IN THE MEDIA
ALP Must Resist the Activists on Israel
Jul 6, 2023 | Colin Rubenstein
An edited version of this article appeared in the Courier Mail – 6 July 2023
The Australian Labor Party is shortly going to have to decide if its policy on Middle East peacemaking is going to be based on misconceptions, symbolic “solidarity” and empty slogans, or common sense, reality, and international law. The upcoming ALP National Conference in Brisbane this August will be the key battleground for this debate.
The Victorian Labor State Conference on June 18 passed a resolution calling on the Albanese Government to recognise “Palestine” as a state during this term of parliament.
The Victoria resolution was part of a trend of activists in the party using state ALP conferences to pressure the ALP national leadership to take radical and counter-productive stances on Israeli-Palestinian issues. This trend largely started at the Queensland state ALP state conference in June 2021, in which pro-Palestinian activists within the ALP succeeded in passing a resolution absurdly condemning Israel for “the ethnic cleansing of Palestinians.” The resolution was so extreme that it was publicly criticised by numerous federal ALP spokespeople, including then-shadow Foreign Minister Penny Wong.
The Victorian resolution would likely be almost as unwelcome to our now Foreign Minister Wong, and PM Albanese, even if they have not said so.
While ALP National Conferences since 2018 have urged a Labor government to recognise Palestine “as a matter of priority” (and the Queensland ALP state conference this June 2-4 reiterated this call) Albanese and Wong have always insisted that, regardless of any such resolutions, whether and when to do so is up to the government. The Victorian resolution demanding it be done “this term” was an effort by activists in the party to insist – “No it’s not”.
These activists will try to send the same message at the ALP national conference in Brisbane on August 17-19.
Activists calling for Australian recognition of “Palestine” absurdly claim that recognising “Palestine” is the only way to save an Israeli-Palestinian two-state resolution. Nothing could be further from the truth.
Firstly, this idea directly undermines the peace process by violating the plain language of the Oslo Accords. It also contradicts settled international law, as it demands Australia recognise a “state” which clearly does not meet the criteria set down for one in the relevant global treaty, the 1933 Montevideo Convention on the Rights and Duties of States.

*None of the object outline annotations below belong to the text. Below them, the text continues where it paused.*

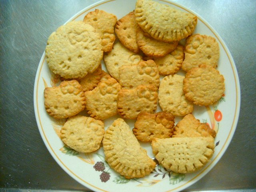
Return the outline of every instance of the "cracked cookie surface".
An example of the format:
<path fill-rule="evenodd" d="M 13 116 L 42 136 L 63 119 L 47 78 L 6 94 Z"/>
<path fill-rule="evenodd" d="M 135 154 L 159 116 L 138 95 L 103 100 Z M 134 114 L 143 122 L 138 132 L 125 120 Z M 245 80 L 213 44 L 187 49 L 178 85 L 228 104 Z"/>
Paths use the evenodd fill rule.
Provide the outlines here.
<path fill-rule="evenodd" d="M 148 175 L 156 166 L 123 119 L 117 119 L 108 127 L 102 142 L 106 161 L 126 178 Z"/>

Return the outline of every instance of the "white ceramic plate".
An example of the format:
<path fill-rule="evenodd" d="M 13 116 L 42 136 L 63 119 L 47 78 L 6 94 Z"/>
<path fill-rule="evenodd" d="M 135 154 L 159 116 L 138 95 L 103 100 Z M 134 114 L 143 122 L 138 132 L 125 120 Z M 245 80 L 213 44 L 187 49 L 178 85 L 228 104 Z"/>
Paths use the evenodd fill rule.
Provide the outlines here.
<path fill-rule="evenodd" d="M 127 2 L 126 0 L 104 0 L 85 8 L 67 22 L 82 20 L 88 12 L 96 8 L 112 13 L 119 19 L 134 9 L 136 0 Z M 240 108 L 239 82 L 234 61 L 223 40 L 209 24 L 192 11 L 176 3 L 165 1 L 160 2 L 197 15 L 198 22 L 194 33 L 211 36 L 219 43 L 220 57 L 217 69 L 225 79 L 224 95 L 212 106 L 195 106 L 193 112 L 196 118 L 201 122 L 208 122 L 217 132 L 215 139 L 215 153 L 210 162 L 194 173 L 177 174 L 157 166 L 148 176 L 126 180 L 110 168 L 104 160 L 102 147 L 90 154 L 78 153 L 70 149 L 64 145 L 59 137 L 65 120 L 54 119 L 47 114 L 44 108 L 44 88 L 57 84 L 59 80 L 50 72 L 44 53 L 37 70 L 34 89 L 34 109 L 39 131 L 49 151 L 60 166 L 78 182 L 93 190 L 135 192 L 183 190 L 202 178 L 217 163 L 228 147 L 236 129 Z M 102 65 L 102 68 L 106 71 L 103 61 Z M 181 71 L 178 73 L 184 74 Z M 158 110 L 159 109 L 158 107 Z M 118 117 L 117 115 L 105 120 L 106 128 Z M 177 123 L 180 120 L 180 118 L 177 117 L 175 122 Z M 131 128 L 134 127 L 134 121 L 126 121 Z M 141 145 L 148 150 L 148 155 L 153 158 L 150 145 L 142 144 Z M 97 162 L 103 163 L 98 163 L 95 166 Z"/>

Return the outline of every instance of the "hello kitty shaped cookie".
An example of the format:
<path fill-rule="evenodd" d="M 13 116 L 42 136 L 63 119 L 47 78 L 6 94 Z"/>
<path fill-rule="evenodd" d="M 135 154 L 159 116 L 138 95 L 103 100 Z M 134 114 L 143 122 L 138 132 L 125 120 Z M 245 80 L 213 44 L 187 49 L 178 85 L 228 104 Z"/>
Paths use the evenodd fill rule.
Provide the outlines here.
<path fill-rule="evenodd" d="M 85 92 L 88 113 L 101 120 L 117 114 L 117 96 L 120 89 L 119 84 L 110 78 L 100 82 L 93 90 Z"/>
<path fill-rule="evenodd" d="M 202 64 L 215 68 L 220 57 L 219 45 L 216 40 L 200 34 L 191 35 L 186 38 L 184 52 L 185 58 L 181 68 L 186 72 Z"/>
<path fill-rule="evenodd" d="M 123 89 L 118 93 L 119 114 L 134 119 L 142 111 L 153 113 L 156 110 L 157 89 L 153 85 L 139 85 L 133 89 Z"/>
<path fill-rule="evenodd" d="M 123 66 L 120 68 L 119 72 L 119 82 L 124 88 L 132 89 L 140 85 L 159 86 L 160 76 L 153 60 L 141 61 L 136 65 Z"/>

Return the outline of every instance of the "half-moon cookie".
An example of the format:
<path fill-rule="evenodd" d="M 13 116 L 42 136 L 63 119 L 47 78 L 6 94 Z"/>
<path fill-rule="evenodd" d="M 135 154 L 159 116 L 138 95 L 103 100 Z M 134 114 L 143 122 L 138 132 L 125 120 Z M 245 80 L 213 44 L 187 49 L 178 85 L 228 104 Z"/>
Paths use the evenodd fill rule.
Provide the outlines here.
<path fill-rule="evenodd" d="M 155 138 L 151 146 L 161 165 L 180 173 L 194 172 L 201 168 L 209 162 L 214 149 L 211 136 Z"/>
<path fill-rule="evenodd" d="M 137 0 L 135 14 L 136 21 L 144 32 L 167 42 L 186 38 L 197 23 L 196 16 L 151 0 Z"/>
<path fill-rule="evenodd" d="M 126 178 L 148 175 L 156 166 L 123 119 L 117 119 L 107 129 L 103 144 L 106 160 Z"/>

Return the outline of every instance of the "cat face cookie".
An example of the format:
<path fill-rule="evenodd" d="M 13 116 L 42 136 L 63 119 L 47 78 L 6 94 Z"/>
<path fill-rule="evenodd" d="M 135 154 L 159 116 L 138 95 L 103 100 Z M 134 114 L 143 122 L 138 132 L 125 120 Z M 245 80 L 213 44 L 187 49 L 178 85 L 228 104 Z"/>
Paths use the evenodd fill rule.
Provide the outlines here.
<path fill-rule="evenodd" d="M 111 51 L 104 56 L 104 61 L 110 74 L 119 81 L 119 68 L 124 66 L 137 64 L 142 56 L 127 49 L 118 42 L 114 44 Z"/>
<path fill-rule="evenodd" d="M 141 61 L 131 66 L 119 68 L 119 82 L 124 88 L 132 89 L 140 85 L 159 86 L 160 76 L 156 65 L 152 60 Z"/>
<path fill-rule="evenodd" d="M 46 61 L 50 69 L 65 78 L 84 77 L 99 66 L 101 40 L 91 26 L 72 21 L 59 27 L 47 41 Z"/>
<path fill-rule="evenodd" d="M 84 18 L 84 22 L 91 25 L 100 34 L 102 50 L 104 52 L 112 49 L 116 38 L 114 28 L 117 20 L 115 15 L 98 9 L 88 13 Z"/>
<path fill-rule="evenodd" d="M 119 114 L 123 118 L 134 119 L 142 111 L 154 113 L 156 110 L 157 90 L 152 85 L 139 85 L 132 89 L 121 90 L 118 101 Z"/>
<path fill-rule="evenodd" d="M 85 97 L 76 80 L 64 81 L 57 87 L 46 87 L 44 92 L 46 111 L 54 118 L 66 118 L 84 109 Z"/>
<path fill-rule="evenodd" d="M 184 77 L 174 74 L 166 76 L 160 82 L 158 100 L 163 111 L 182 116 L 193 111 L 193 103 L 183 93 Z"/>
<path fill-rule="evenodd" d="M 85 92 L 88 113 L 102 120 L 117 114 L 117 97 L 120 89 L 119 84 L 111 78 L 99 83 L 93 90 Z"/>
<path fill-rule="evenodd" d="M 90 117 L 70 117 L 61 129 L 60 137 L 72 149 L 89 153 L 100 148 L 104 134 L 104 123 Z"/>
<path fill-rule="evenodd" d="M 172 136 L 174 126 L 174 116 L 158 112 L 152 114 L 142 112 L 138 116 L 132 132 L 136 138 L 143 142 L 151 142 L 154 138 Z"/>

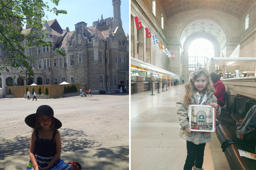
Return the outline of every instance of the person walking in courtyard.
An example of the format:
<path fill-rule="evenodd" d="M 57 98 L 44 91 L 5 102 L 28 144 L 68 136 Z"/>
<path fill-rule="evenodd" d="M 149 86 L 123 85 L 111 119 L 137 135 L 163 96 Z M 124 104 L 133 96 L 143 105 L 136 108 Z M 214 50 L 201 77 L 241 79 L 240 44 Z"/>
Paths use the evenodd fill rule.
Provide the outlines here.
<path fill-rule="evenodd" d="M 221 114 L 221 107 L 217 104 L 213 95 L 214 89 L 210 87 L 210 75 L 208 71 L 196 68 L 189 75 L 190 80 L 185 85 L 185 92 L 176 103 L 177 114 L 180 126 L 179 135 L 187 140 L 188 155 L 184 170 L 201 170 L 203 162 L 205 147 L 210 142 L 211 134 L 209 132 L 191 131 L 188 120 L 188 108 L 190 105 L 210 105 L 216 109 L 216 116 Z"/>
<path fill-rule="evenodd" d="M 28 95 L 28 99 L 30 100 L 30 98 L 29 97 L 30 96 L 30 92 L 29 92 L 29 91 L 28 91 L 28 92 L 27 92 L 27 95 Z"/>
<path fill-rule="evenodd" d="M 35 91 L 34 91 L 34 97 L 33 98 L 33 100 L 32 100 L 34 101 L 34 99 L 35 99 L 35 100 L 37 100 L 37 99 L 36 99 L 36 93 L 35 93 Z"/>
<path fill-rule="evenodd" d="M 88 96 L 89 96 L 90 95 L 91 95 L 91 88 L 90 88 L 90 89 L 89 89 L 89 95 Z"/>
<path fill-rule="evenodd" d="M 62 124 L 53 117 L 53 109 L 47 105 L 39 106 L 35 113 L 25 118 L 25 122 L 33 128 L 30 140 L 30 160 L 27 170 L 81 170 L 76 161 L 65 162 L 60 158 L 61 141 L 57 130 Z"/>

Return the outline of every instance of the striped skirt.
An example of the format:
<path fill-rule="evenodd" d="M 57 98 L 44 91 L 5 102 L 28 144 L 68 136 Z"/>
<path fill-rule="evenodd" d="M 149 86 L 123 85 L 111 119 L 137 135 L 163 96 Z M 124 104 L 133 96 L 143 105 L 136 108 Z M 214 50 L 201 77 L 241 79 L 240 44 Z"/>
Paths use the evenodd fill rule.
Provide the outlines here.
<path fill-rule="evenodd" d="M 47 166 L 47 165 L 53 158 L 43 157 L 37 155 L 35 155 L 35 160 L 36 160 L 37 164 L 41 168 Z M 53 164 L 53 165 L 51 170 L 70 170 L 70 167 L 69 167 L 68 163 L 65 163 L 63 160 L 59 159 L 55 163 Z M 31 160 L 29 161 L 29 162 L 28 163 L 28 164 L 27 170 L 34 170 L 33 164 L 32 164 L 31 163 Z"/>

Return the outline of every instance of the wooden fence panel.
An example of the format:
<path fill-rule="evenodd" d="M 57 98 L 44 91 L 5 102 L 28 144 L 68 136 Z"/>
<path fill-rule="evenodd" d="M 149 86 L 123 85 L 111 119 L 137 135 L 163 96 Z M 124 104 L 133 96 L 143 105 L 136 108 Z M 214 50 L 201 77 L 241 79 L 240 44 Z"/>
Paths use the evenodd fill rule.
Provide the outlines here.
<path fill-rule="evenodd" d="M 14 95 L 15 98 L 24 98 L 24 95 L 26 95 L 27 91 L 26 89 L 28 88 L 28 91 L 30 92 L 30 95 L 33 95 L 34 92 L 32 92 L 32 89 L 34 88 L 34 90 L 38 95 L 41 94 L 38 94 L 38 89 L 39 87 L 41 88 L 41 92 L 45 93 L 45 89 L 47 88 L 48 94 L 50 95 L 51 98 L 57 98 L 62 97 L 64 93 L 65 87 L 71 87 L 74 85 L 76 87 L 77 92 L 80 90 L 80 84 L 70 84 L 68 85 L 24 85 L 19 86 L 7 86 L 7 92 L 9 92 L 9 89 L 10 89 L 11 93 Z"/>

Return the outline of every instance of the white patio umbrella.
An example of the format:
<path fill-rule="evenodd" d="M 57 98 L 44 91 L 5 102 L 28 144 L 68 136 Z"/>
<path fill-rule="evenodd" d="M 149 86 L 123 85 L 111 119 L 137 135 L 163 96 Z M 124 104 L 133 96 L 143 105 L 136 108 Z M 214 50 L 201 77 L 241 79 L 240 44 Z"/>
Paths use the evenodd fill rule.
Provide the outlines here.
<path fill-rule="evenodd" d="M 63 81 L 63 82 L 62 82 L 62 83 L 61 83 L 61 84 L 60 84 L 60 85 L 69 85 L 69 83 L 68 83 L 68 82 L 67 82 L 65 81 Z"/>

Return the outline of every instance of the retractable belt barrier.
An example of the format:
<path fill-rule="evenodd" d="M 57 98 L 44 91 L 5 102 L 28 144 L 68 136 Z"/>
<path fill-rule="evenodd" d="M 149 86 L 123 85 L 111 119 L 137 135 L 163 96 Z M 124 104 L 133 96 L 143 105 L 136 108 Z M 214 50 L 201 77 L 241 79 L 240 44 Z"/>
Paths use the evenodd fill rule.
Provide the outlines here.
<path fill-rule="evenodd" d="M 151 83 L 150 83 L 150 82 L 151 82 Z M 161 92 L 165 92 L 165 91 L 164 91 L 164 82 L 166 82 L 166 90 L 165 90 L 165 91 L 168 91 L 168 90 L 167 90 L 167 83 L 168 81 L 154 81 L 154 80 L 146 80 L 146 81 L 131 81 L 131 82 L 150 82 L 150 89 L 151 88 L 151 94 L 150 95 L 155 95 L 154 94 L 153 94 L 153 82 L 157 82 L 157 93 L 161 93 L 161 92 L 159 92 L 159 82 L 162 82 L 162 91 L 161 91 Z M 151 87 L 150 87 L 151 86 Z"/>

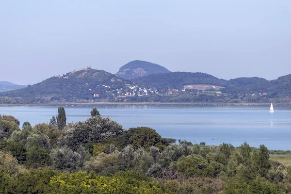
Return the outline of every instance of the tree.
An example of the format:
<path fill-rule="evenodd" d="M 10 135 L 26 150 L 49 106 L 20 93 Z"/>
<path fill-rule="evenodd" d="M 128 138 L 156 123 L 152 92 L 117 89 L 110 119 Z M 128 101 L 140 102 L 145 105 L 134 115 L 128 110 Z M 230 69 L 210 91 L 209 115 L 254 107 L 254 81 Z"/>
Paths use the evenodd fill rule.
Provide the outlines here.
<path fill-rule="evenodd" d="M 49 121 L 49 125 L 53 127 L 55 129 L 58 128 L 58 122 L 57 121 L 57 118 L 55 116 L 53 116 L 52 117 L 51 117 L 51 119 Z"/>
<path fill-rule="evenodd" d="M 241 154 L 242 157 L 243 165 L 246 165 L 251 157 L 252 149 L 250 146 L 245 142 L 241 146 Z"/>
<path fill-rule="evenodd" d="M 66 124 L 66 118 L 65 117 L 65 112 L 64 107 L 60 107 L 58 109 L 59 114 L 57 116 L 57 122 L 59 129 L 64 129 Z"/>
<path fill-rule="evenodd" d="M 100 116 L 90 117 L 67 128 L 61 143 L 74 150 L 81 145 L 99 143 L 102 140 L 120 135 L 124 131 L 122 126 L 117 122 Z"/>
<path fill-rule="evenodd" d="M 262 177 L 266 178 L 271 167 L 269 150 L 263 145 L 259 146 L 259 173 Z"/>
<path fill-rule="evenodd" d="M 163 149 L 165 147 L 165 146 L 162 144 L 161 135 L 152 129 L 142 127 L 130 128 L 129 131 L 132 133 L 129 140 L 134 149 L 143 147 L 145 150 L 149 151 L 152 146 L 156 146 L 161 149 Z"/>
<path fill-rule="evenodd" d="M 92 109 L 92 111 L 91 111 L 91 116 L 96 116 L 100 115 L 99 112 L 97 111 L 97 109 L 96 109 L 96 108 L 94 108 L 93 109 Z"/>
<path fill-rule="evenodd" d="M 5 149 L 13 155 L 20 163 L 24 163 L 26 160 L 26 148 L 21 142 L 8 142 Z"/>
<path fill-rule="evenodd" d="M 32 127 L 29 122 L 25 122 L 23 124 L 22 124 L 22 130 L 24 129 L 26 129 L 30 131 L 32 131 Z"/>

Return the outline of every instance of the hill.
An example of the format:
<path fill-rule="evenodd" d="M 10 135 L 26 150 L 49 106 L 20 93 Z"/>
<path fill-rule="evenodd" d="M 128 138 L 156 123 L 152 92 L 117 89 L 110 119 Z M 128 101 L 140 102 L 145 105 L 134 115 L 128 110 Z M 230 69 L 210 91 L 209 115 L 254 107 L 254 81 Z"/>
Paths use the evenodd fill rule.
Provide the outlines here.
<path fill-rule="evenodd" d="M 108 97 L 109 92 L 126 87 L 125 84 L 130 83 L 110 73 L 86 67 L 29 85 L 25 88 L 2 92 L 0 96 L 31 99 L 32 102 L 60 101 L 62 98 L 66 101 L 94 100 Z"/>
<path fill-rule="evenodd" d="M 182 89 L 186 85 L 211 84 L 226 87 L 228 81 L 203 73 L 183 72 L 152 74 L 148 76 L 131 80 L 140 85 L 159 89 L 169 88 Z"/>
<path fill-rule="evenodd" d="M 262 78 L 241 78 L 229 81 L 230 86 L 222 89 L 228 94 L 266 93 L 274 97 L 291 95 L 291 74 L 271 81 Z"/>
<path fill-rule="evenodd" d="M 0 92 L 16 90 L 26 87 L 26 85 L 20 85 L 9 81 L 0 81 Z"/>
<path fill-rule="evenodd" d="M 171 71 L 158 64 L 136 60 L 122 66 L 115 75 L 120 78 L 131 79 L 153 74 L 170 72 Z"/>

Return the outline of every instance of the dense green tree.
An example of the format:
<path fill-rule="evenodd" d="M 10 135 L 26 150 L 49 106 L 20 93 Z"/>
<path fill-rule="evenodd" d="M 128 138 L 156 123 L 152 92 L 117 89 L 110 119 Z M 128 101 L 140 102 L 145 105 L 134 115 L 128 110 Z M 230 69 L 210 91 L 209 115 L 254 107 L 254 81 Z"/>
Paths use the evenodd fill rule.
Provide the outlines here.
<path fill-rule="evenodd" d="M 14 123 L 15 123 L 17 126 L 19 126 L 19 125 L 20 124 L 20 122 L 17 119 L 12 115 L 1 115 L 1 114 L 0 114 L 0 120 L 4 120 L 5 121 L 13 122 Z"/>
<path fill-rule="evenodd" d="M 7 143 L 5 150 L 10 152 L 20 163 L 24 163 L 26 161 L 26 148 L 21 142 L 14 141 Z"/>
<path fill-rule="evenodd" d="M 65 127 L 66 117 L 65 117 L 65 112 L 64 107 L 60 107 L 58 108 L 59 113 L 57 116 L 57 122 L 59 129 L 62 130 Z"/>
<path fill-rule="evenodd" d="M 55 116 L 52 116 L 49 120 L 49 125 L 53 127 L 54 129 L 56 129 L 58 128 L 58 122 Z"/>
<path fill-rule="evenodd" d="M 162 137 L 152 129 L 142 127 L 130 128 L 129 131 L 132 133 L 129 141 L 134 149 L 143 147 L 145 150 L 149 150 L 152 146 L 161 149 L 165 147 L 165 146 L 162 144 Z"/>
<path fill-rule="evenodd" d="M 8 139 L 14 131 L 20 131 L 18 125 L 15 122 L 0 119 L 0 138 Z"/>
<path fill-rule="evenodd" d="M 98 115 L 100 115 L 99 113 L 99 111 L 97 111 L 97 109 L 94 108 L 92 109 L 92 111 L 91 112 L 91 116 L 96 116 Z"/>
<path fill-rule="evenodd" d="M 268 148 L 263 145 L 259 146 L 259 174 L 264 178 L 267 177 L 269 170 L 271 167 L 269 160 L 269 154 Z"/>
<path fill-rule="evenodd" d="M 122 126 L 109 118 L 96 116 L 83 122 L 78 122 L 68 128 L 62 144 L 75 150 L 80 145 L 88 143 L 97 143 L 101 140 L 121 135 L 124 129 Z"/>
<path fill-rule="evenodd" d="M 202 156 L 192 154 L 182 156 L 178 161 L 171 163 L 170 167 L 184 176 L 191 177 L 208 176 L 209 164 Z"/>
<path fill-rule="evenodd" d="M 22 124 L 22 130 L 27 130 L 32 131 L 32 127 L 29 122 L 25 122 Z"/>
<path fill-rule="evenodd" d="M 88 151 L 82 146 L 76 151 L 65 146 L 54 149 L 50 153 L 52 166 L 54 168 L 69 171 L 80 170 L 88 157 Z"/>
<path fill-rule="evenodd" d="M 251 157 L 252 149 L 250 146 L 245 142 L 241 146 L 241 154 L 242 157 L 242 162 L 244 165 L 246 165 L 249 161 Z"/>
<path fill-rule="evenodd" d="M 29 166 L 37 168 L 50 164 L 49 152 L 39 146 L 32 146 L 27 152 L 27 160 Z"/>

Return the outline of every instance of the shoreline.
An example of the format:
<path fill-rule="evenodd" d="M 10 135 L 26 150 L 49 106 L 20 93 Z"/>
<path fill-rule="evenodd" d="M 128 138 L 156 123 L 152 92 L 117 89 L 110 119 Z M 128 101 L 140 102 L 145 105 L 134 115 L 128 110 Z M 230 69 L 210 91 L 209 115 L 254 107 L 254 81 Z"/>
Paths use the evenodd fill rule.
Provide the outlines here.
<path fill-rule="evenodd" d="M 288 105 L 291 104 L 273 103 L 275 105 Z M 0 107 L 10 106 L 265 106 L 269 105 L 270 103 L 215 103 L 215 102 L 92 102 L 92 103 L 45 103 L 45 104 L 0 104 Z"/>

More importantly, on a practical level, recognising “Palestine” would unequivocally undermine rather than “save” hopes for a two-state peace.
The only way such a peace can possibly be achieved is for the Palestinians to agree to accept a future Israeli offer of a state in the framework of peace negotiations – which, sadly, the Palestinians have refused to even engage in since 2014.
Veteran Israeli Palestinian affairs analyst Ehud Ya’ari has summed up the current Palestinian leadership’s goal in two words: “Runaway state”. Ya’ari explains that, based on their own words, they have made it clear they are only interested in statehood if it is handed to them with no requirement to negotiate peace with Israel or compromise on any claims or grievances. This includes the fantasy of undoing Israel’s creation through the legally baseless and historically unprecedented “right of return” to pre-1967 Israel they claim for descendants of Palestinian refugees.
The key argument being made by ALP activists is to try to make Australia’s current policy seem outdated by misleadingly stating that 138 other countries have recognised Palestine. Yet, crucially, Sweden is the only Western democracy to have done so, while most of the other 137 countries that recognised “Palestine” did so in the context of the Cold War, at a time when many of them did not even recognise Israel itself. Given the choice, many of these countries would not recognise “Palestine” today.
And there are very good reasons why none of our allies have taken this premature and destructive step.
The primary reason there is no peace is the intransigence of the Palestinian leadership, which has rebuffed repeated efforts to achieve a two-state resolution. The Palestinian Authority walked away from generous offers of statehood made by Israel in 2000, 2001 and 2008, and has refused to negotiate about peace for the last decade. Meanwhile, Hamas turned Gaza into a terror enclave after Israel completely withdrew from the territory in 2005.
Rewarding intransigent and destructive Palestinian behaviour will only encourage such rejectionist behaviour to continue.
Prime Minister Anthony Albanese and Foreign Minister Penny Wong are doubtless aware of these realities.
They would know that to reduce foreign policy to hollow gestures would pointlessly create negative consequences for Australia, including angering the US and many European allies, and devaluing our hard-earned respect and credibility as an honest broker and reliable, middle-power Western democratic actor. Also, we would undermine our essential national interests in a stable international order.
In Brisbane, and indeed beyond, they will need to contain the activists in their own party who are prepared to damage those national interests to demand a self-defeating policy based on feel-good, pro-Palestinian slogans, and instead continue Australia’s long-standing bipartisan policy of providing strong, informed and genuine support for a negotiated, two-state outcome.
Dr. Colin Rubenstein is Executive Director of the Australia/Israel & Jewish Affairs Council (AIJAC).